The plywood stencils were later placed against the side of the building. To Mike’s head scratching, they later became props for customers’ social media selfies. Today, those same plywood letters adorn a wall inside ChuckWagon’s current location.

Besides barbecue, Mike’s interests include riding his Harley-Davison motorcycle, as well as woodworking. He makes all the rustic interior features for ChuckWagon’s restaurants himself.

ChuckWagon BBQ

ChuckWagon BBQ’s Mike Holley, left, and Stephen Holley. (Matt Wake/[email protected])Matt Wake

After help opening the first Madison location, Stephen wanted to try something besides barbecue for a living. A music lover obsessed with everything from rap to metal to country, he worked in audio/visual and live sound.

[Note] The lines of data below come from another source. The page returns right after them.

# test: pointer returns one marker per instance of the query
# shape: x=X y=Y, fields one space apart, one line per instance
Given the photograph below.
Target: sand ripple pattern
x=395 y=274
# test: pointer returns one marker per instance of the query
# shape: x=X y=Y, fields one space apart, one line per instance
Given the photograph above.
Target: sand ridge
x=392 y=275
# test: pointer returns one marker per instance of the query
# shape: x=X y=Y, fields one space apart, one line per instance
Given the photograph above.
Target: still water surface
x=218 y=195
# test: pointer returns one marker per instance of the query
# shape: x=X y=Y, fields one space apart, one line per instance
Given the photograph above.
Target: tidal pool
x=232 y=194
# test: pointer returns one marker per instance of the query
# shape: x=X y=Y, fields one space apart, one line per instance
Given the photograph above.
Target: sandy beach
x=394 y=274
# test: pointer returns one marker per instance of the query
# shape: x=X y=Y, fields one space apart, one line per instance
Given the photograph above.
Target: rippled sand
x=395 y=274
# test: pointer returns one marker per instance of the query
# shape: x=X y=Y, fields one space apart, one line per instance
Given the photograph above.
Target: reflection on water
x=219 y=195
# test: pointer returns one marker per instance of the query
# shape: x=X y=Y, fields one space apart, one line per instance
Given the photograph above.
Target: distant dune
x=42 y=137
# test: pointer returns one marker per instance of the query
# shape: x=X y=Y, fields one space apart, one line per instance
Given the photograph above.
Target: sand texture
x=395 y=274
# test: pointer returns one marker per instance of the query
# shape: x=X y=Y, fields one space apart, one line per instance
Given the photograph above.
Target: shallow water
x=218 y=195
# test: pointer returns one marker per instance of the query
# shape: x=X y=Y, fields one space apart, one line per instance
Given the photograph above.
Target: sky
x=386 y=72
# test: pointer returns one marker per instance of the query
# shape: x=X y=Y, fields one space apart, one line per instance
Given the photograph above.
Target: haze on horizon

After a short stint touring as a roadie for a popular active-rock band, he realized the hard-living road life wasn’t for him.

“After all these late-night teardowns [for live music shows] and early morning- setups, I got to thinking,” Stephen recalls. “You know what? The restaurant business isn’t that bad. And I do enjoy it. It was one of those moments where I had to go and do my own thing first. I came back around 2009 and was like, ‘I’m in.’”

As big as ChuckWagon’s rep is in North Alabama and beyond now, there’ve been stones in their path.

They had to vacate their rustically charming Madison Boulevard space due to issues including a roof leak, broken climate control system, and floor damage caused by tree roots underneath.

In 2018, ChuckWagon opened a south Huntsville location. But the “SoHu” location shuttered in 2022 after the double-whammy of COVID and a big increase in telecommuting cratered lunch business.

They haven’t stopped trying new things either. Recently, they started doing beef ribs on Fridays. Big, juicy meaty ribs that evoke something Fred Flintstone would eat. And they just opened a new location, in Rogersville.

Originally, Mike started ChuckWagon to be a small enough operation he could run the place by himself if he had to. It’s grown to something that, with Stephen at the controls, will outlive him. “It’s good to have something that you built that is gonna keep going,” Mike says.

Besides ZZ Top’s Billy Gibbons, other celebs to eat at ChuckWagon include NASCAR icon Michael Waltrip. Country music star Vince Gill, too.

As Gill was leaving the restaurant, Mike fell in behind him and said, “I sure do like what you do in music” Gill stopped to chat with Mike and Frances a few minutes. Before he left, the singer, now a member of classic-rock band the Eagles, said, “Did you see Dwight Yoakam?”

Turns out Yoakam, known for crooning country hits like “Guitars, Cadillacs” and acting in films like “Sling Blade,” and come to ChuckWagon with Gill that day. With a chuckle, Mike says, “While I was talking to Vince Gill, he snuck out.”